A rocket fired from Egypt’s Sinai Peninsula struck a greenhouse in southern Israel on Monday morning, the police said.
Though no one was struck by the rocket, a 50-year-old man who was nearby when it landed suffered an anxiety attack as a result of the attack, the Magen David Adom ambulance service said.
The plastic sheeting that served as the roof the greenhouse was damaged, but the structure remained standing.
Just after 11:30 a.m., the incoming missile alarm known as a “Code Red” sounded in the Eshkol region, near Israel’s westernmost edge, at the border with Egypt and the Gaza Strip.
After a search of the area, police found the rocket in the community of Yuval, near the Egyptian border, in a greenhouse where tomatoes were being grown.
According to the IDF, the rocket was fired from the Sinai Peninsula, presumably by the Islamic State terrorist group’s affiliate there. However, no organization took immediate responsibility for the attack.
The attack came hours after Israel shut down the Taba Crossing into the Sinai Peninsula, citing information about an imminent terror attack in the area.
On Monday morning, in a highly unusual move, the Transportation Ministry shut down the Taba Crossing into the Sinai Peninsula. It is expected to reopen next Tuesday, April 18, with the end of the Passover holiday, but that decision will only be made following a security assessment, the ministry said in a statement.
Israelis currently in the Sinai Peninsula will still be able to return from Egypt and are, in fact, encouraged to do so immediately, the ministry said.
Thousands of Israelis had been expected to cross into the Sinai Peninsula for the Passover holiday.
The decision to forbid that move came a day after two lethal attacks on Egyptian churches by the terrorist group’s so-called Sinai Province.
The closure was ordered by Transportation and Intelligence Minister Yisrael Katz, after discussion with Defense Minister Avigdor Liberman and other security officials, according to the ministry’s statement.
This was one of the few times the Taba Crossing was shut down since its opening in 1982, following the Israeli-Egyptian peace deal.
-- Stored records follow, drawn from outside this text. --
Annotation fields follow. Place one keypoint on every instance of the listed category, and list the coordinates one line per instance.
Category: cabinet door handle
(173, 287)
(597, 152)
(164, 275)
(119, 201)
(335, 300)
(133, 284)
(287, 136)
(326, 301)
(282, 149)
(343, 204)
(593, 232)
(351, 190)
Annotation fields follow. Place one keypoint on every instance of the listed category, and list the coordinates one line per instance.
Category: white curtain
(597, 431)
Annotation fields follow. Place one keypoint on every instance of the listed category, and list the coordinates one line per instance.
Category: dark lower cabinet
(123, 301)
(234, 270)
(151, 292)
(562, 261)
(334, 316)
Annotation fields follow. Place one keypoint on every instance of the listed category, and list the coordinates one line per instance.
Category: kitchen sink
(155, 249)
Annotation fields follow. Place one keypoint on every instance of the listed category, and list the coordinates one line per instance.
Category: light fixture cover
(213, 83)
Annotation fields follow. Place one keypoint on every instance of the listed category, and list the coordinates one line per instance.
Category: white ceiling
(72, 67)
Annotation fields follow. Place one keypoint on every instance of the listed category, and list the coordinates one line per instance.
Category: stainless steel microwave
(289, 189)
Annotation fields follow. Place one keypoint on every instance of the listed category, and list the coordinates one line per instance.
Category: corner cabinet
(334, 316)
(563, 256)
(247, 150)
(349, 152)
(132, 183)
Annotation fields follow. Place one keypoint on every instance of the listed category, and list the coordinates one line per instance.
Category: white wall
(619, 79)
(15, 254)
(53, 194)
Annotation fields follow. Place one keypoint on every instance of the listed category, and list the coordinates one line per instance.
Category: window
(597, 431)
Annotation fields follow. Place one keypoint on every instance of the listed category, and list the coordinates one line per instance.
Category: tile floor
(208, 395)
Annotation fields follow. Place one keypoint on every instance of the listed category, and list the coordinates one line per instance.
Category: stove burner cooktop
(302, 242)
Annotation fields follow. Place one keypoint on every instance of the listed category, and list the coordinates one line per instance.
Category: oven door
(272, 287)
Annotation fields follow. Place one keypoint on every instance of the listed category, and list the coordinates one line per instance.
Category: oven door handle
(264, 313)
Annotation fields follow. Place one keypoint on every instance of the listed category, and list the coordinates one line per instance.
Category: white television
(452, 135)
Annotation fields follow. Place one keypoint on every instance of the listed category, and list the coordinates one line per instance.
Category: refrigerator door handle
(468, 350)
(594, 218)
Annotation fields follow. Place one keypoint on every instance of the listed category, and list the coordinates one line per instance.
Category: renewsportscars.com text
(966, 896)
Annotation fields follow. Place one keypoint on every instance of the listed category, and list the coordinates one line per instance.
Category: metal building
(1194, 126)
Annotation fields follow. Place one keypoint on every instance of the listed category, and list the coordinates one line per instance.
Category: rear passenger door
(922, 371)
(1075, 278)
The crossing was shut down in 2014, following a terror attack on the Egyptian side of the border. It was also closed in 2011 when Israel also assessed there was a high risk of terror attacks.
On Sunday, the Counter-Terrorism Bureau released a statement encouraging all Israelis to forgo travel to the restive Sinai Peninsula, where the Islamic State has been waging a bloody war with Egyptian security forces and carrying out attacks against civilians.
Two church bombings, one in the city of Tanta and the other in Alexandria, killed at least 43 people earlier on Sunday, with the Islamic State group claiming responsibility.
“The fatal terrorist attacks which took place today reflect once again the terror capability of the Islamic State,” the anti-terror bureau said in a statement on Sunday. “In light of the gravity of the threat, the anti-terror bureau advises Israelis currently in the Sinai to leave immediately and return to Israel.”
In February, the Islamic State-affiliate, known as the Sinai Province, launched four Grad rockets at the southern city of Eilat. Three were intercepted by the Iron Dome missile defense battery, while the fourth struck an open field outside the city.